The first Bond book I read cover to cover was the second in the canon, Live and Let Die. I incline to think now that I had better had let alone a book with such a title, and stayed with Louisa M. Alcott. After all, the mantra Live and Let Die is probably going to kill us all. And indeed, Live and Let Die is in many ways a pretty disgusting book, what with people getting eaten alive by big fish. Yet I was fascinated by another monster – Mr. Big. I could see that Mr. Big and Dr. No shared certain characteristics. I could discern that the Bond books followed a pattern:
A blip on the periphery of the intelligence world.
Bond’s summons to the anonymous grey building in Regent’s Park, to be briefed by M. He is introduced to a mystery, and a “mistery” – a professional world, of gold, of diamonds, of heraldry, of toxic flora.
An exotic location. A girl.
A preliminary skirmish with an outlandish monster, a megalomaniac. Perhaps a card game, or a game of golf.
Researches, in the exotic location, into the activities of the monster’s empire.
Discovery, and apprehension.
A severe lecture, akin to the admonition of a headmaster, prior to a caning.
A supreme ordeal.
Bond’s survival, and the grotesque monster’s gruesome demise.
Relationship with girl consummated.
It’s pretty racy stuff. You can see why Mrs Ann Fleming’s arty friends read the books aloud and chortled over them, while Fleming avoided their company and retreated to his library in the attic. I suppose Ann’s friends thought they were John Buchan’s “shilling shockers”, formulaic. Yet it is clear from Book 3, Moonraker, which lacks an exotic location, and in which Bond doesn’t get the girl, that Fleming is continually breaking the mould. Moreover, Fleming’s own physical, and perhaps psychological, deterioration is reflected in the later books. We first pick up on the arc of Bond’s own mental and physical decline at the opening to Goldfinger, when Bond sits in Miami International Airport and muses morosely on the sordidness of his own professional life. From there on, each book starts with Bond in a state of depression, that can only be lifted by his taking on a gargantuan task. At the start of Thunderball the cigarettes and spirits are beginning to take their toll. He is full of self-loathing. By the opening of On Her Majesty’s Secret Service he has decided to jack it all in and resign. At the start of You Only live Twice he has lost his wife, his capacity to function, and his will to live. And by the start of The Man with the Golden Gun, he has lost the plot. He attempts to murder M.

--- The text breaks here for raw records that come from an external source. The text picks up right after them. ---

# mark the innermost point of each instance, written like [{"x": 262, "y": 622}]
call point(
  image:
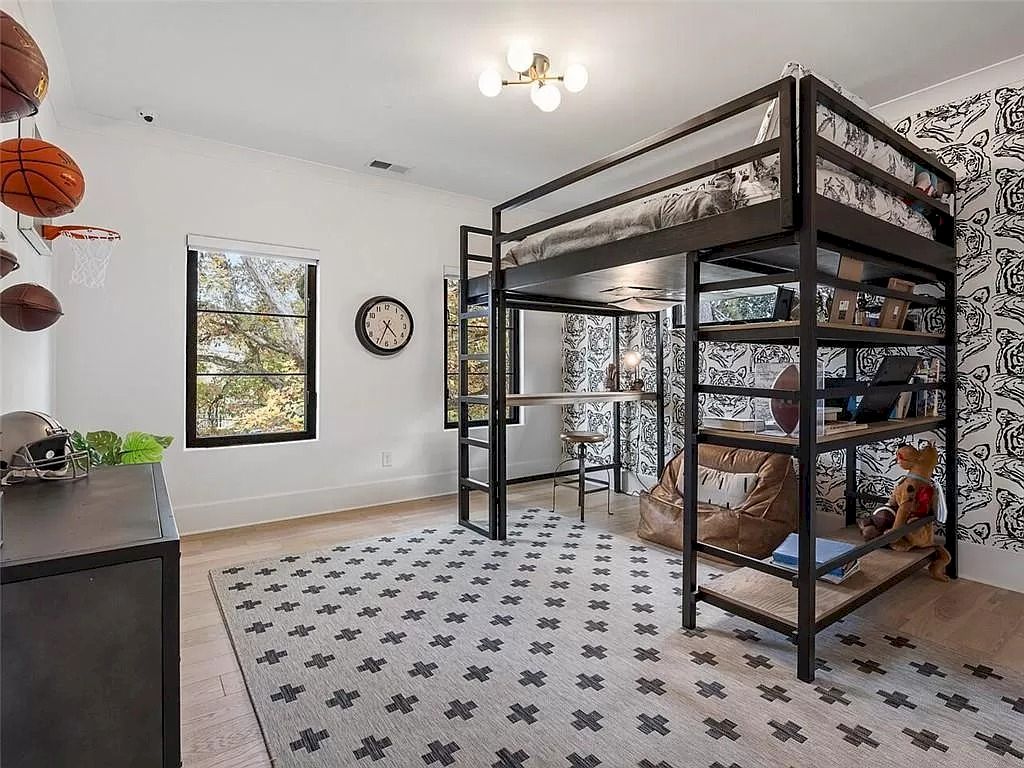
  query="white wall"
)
[{"x": 121, "y": 349}]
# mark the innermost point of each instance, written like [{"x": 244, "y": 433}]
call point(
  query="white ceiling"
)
[{"x": 342, "y": 83}]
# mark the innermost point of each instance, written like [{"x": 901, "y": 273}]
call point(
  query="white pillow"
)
[
  {"x": 728, "y": 489},
  {"x": 837, "y": 129}
]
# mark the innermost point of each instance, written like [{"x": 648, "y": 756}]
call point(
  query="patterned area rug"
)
[{"x": 561, "y": 646}]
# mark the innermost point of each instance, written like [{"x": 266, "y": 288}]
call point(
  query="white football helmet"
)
[{"x": 36, "y": 445}]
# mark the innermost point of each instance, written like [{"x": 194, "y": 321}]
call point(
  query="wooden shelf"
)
[
  {"x": 875, "y": 432},
  {"x": 568, "y": 398},
  {"x": 775, "y": 599},
  {"x": 828, "y": 334}
]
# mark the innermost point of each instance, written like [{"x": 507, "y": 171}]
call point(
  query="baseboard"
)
[
  {"x": 998, "y": 567},
  {"x": 233, "y": 513}
]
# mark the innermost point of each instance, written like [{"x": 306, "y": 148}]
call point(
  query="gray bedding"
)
[{"x": 725, "y": 192}]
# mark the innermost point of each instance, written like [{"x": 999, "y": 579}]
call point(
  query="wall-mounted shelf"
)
[
  {"x": 847, "y": 438},
  {"x": 569, "y": 398}
]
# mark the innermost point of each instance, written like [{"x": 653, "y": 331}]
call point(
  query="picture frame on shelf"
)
[
  {"x": 894, "y": 310},
  {"x": 844, "y": 303}
]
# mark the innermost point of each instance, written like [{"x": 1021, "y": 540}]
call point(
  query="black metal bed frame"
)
[{"x": 786, "y": 240}]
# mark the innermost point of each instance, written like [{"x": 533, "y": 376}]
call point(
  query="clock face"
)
[{"x": 384, "y": 325}]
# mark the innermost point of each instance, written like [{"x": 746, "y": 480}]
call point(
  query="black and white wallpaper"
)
[{"x": 982, "y": 139}]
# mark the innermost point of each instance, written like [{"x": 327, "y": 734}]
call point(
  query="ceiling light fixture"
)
[{"x": 532, "y": 69}]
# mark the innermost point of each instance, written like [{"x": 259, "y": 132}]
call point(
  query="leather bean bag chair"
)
[{"x": 755, "y": 526}]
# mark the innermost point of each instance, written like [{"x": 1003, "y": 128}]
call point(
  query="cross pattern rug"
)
[{"x": 562, "y": 647}]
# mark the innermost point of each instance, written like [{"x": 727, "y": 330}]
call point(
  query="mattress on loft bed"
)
[
  {"x": 749, "y": 184},
  {"x": 669, "y": 210}
]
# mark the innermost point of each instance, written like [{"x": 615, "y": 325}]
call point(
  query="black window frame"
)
[
  {"x": 193, "y": 439},
  {"x": 514, "y": 372}
]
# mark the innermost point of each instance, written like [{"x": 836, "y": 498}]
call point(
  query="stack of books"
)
[
  {"x": 787, "y": 555},
  {"x": 736, "y": 425}
]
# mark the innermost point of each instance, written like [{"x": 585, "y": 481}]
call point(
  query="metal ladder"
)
[{"x": 494, "y": 310}]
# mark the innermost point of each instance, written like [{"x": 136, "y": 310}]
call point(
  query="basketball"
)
[
  {"x": 29, "y": 307},
  {"x": 39, "y": 179},
  {"x": 24, "y": 77},
  {"x": 8, "y": 262}
]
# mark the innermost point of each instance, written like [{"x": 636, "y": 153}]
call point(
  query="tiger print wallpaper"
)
[{"x": 982, "y": 139}]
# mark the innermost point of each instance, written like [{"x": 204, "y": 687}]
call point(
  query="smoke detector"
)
[{"x": 383, "y": 165}]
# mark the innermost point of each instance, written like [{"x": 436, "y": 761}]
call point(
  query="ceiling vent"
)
[{"x": 383, "y": 165}]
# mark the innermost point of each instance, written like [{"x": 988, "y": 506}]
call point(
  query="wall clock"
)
[{"x": 384, "y": 325}]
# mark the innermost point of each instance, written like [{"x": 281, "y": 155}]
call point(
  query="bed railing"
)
[
  {"x": 784, "y": 145},
  {"x": 815, "y": 92}
]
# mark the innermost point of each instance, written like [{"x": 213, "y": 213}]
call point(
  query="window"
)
[
  {"x": 477, "y": 342},
  {"x": 251, "y": 347}
]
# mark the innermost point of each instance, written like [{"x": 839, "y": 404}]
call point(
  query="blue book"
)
[{"x": 787, "y": 554}]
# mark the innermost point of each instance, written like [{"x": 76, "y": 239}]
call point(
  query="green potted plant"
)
[{"x": 110, "y": 449}]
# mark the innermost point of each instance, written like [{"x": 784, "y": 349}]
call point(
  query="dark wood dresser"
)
[{"x": 89, "y": 623}]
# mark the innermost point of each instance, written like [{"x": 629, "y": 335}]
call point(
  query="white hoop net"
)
[{"x": 92, "y": 249}]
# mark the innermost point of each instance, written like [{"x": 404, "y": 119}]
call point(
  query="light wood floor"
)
[{"x": 219, "y": 728}]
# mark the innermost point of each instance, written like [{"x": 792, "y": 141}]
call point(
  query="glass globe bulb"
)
[
  {"x": 631, "y": 359},
  {"x": 520, "y": 56},
  {"x": 545, "y": 96},
  {"x": 576, "y": 78},
  {"x": 489, "y": 83}
]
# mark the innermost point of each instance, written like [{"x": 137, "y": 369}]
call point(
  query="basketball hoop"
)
[{"x": 92, "y": 247}]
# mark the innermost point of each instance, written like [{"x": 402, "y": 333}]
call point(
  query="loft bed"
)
[{"x": 794, "y": 236}]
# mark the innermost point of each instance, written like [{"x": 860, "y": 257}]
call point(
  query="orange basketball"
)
[
  {"x": 24, "y": 77},
  {"x": 29, "y": 307},
  {"x": 38, "y": 178}
]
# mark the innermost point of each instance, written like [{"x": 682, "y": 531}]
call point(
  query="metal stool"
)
[{"x": 582, "y": 439}]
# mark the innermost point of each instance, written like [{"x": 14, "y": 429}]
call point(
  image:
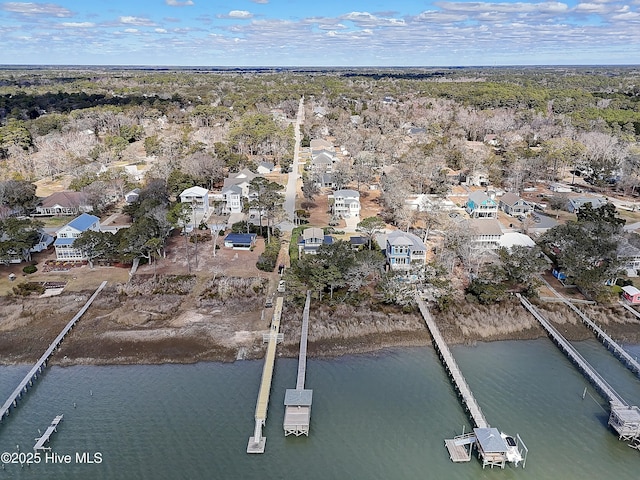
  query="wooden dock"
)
[
  {"x": 257, "y": 441},
  {"x": 29, "y": 378},
  {"x": 40, "y": 442},
  {"x": 454, "y": 371},
  {"x": 624, "y": 356},
  {"x": 624, "y": 418},
  {"x": 297, "y": 414}
]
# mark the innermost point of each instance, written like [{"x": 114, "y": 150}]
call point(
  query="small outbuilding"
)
[
  {"x": 240, "y": 241},
  {"x": 631, "y": 294}
]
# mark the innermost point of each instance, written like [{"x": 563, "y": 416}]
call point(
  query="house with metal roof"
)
[
  {"x": 512, "y": 204},
  {"x": 404, "y": 249},
  {"x": 64, "y": 203},
  {"x": 480, "y": 205},
  {"x": 311, "y": 240},
  {"x": 66, "y": 236}
]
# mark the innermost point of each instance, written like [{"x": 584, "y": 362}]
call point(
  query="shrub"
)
[{"x": 30, "y": 269}]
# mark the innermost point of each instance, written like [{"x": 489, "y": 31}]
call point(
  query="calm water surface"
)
[{"x": 380, "y": 416}]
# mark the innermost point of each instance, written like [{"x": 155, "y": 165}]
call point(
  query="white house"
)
[
  {"x": 480, "y": 205},
  {"x": 404, "y": 249},
  {"x": 198, "y": 197},
  {"x": 72, "y": 230},
  {"x": 486, "y": 233},
  {"x": 346, "y": 203}
]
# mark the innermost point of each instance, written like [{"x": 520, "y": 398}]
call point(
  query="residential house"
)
[
  {"x": 72, "y": 230},
  {"x": 403, "y": 249},
  {"x": 480, "y": 205},
  {"x": 64, "y": 203},
  {"x": 628, "y": 253},
  {"x": 631, "y": 294},
  {"x": 346, "y": 203},
  {"x": 197, "y": 197},
  {"x": 574, "y": 204},
  {"x": 486, "y": 233},
  {"x": 559, "y": 187},
  {"x": 512, "y": 204},
  {"x": 265, "y": 167},
  {"x": 311, "y": 239},
  {"x": 240, "y": 241}
]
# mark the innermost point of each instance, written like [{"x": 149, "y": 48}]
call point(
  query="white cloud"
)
[
  {"x": 36, "y": 9},
  {"x": 78, "y": 24},
  {"x": 138, "y": 21},
  {"x": 238, "y": 14}
]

Against this background of decay and disintegration, the world he inhabits becomes increasingly bizarre, and increasingly absurd. Fleming himself grew morose because he felt he was running out of ideas. And yet the worlds conjured in the later books are the most imaginative, and the most fantastical. Fleming developed the power, utterly unique, of being simultaneously menacing and farcical. We see it in the Ernst Stavro Blofeld trilogy of Thunderball, OHMSS, and You Only Live Twice. In Thunderball, two extremely ruthless men conduct a feud on a diet of carrot juice, weaponising the paraphernalia of a Health Farm. In OHMSS, Blofeld reveals his own Achilles Heel, snobbery; he wants a title. And in You Only Live Twice, Blofeld retires to Japan “to cultivate his garden”. And what a garden! At the end of the day, in a strange way, the Bond books are absolutely hilarious.
It’s just a pity that the oeuvres were produced at such a cost, and perhaps also that effective interventions in cardiology in the 1960s were virtually non-existent. Today, a catheter lab and the modern pharmacopoeia might have saved Ian Fleming’s life. But would he have been able, or willing, to quit smoking? Somehow I doubt it.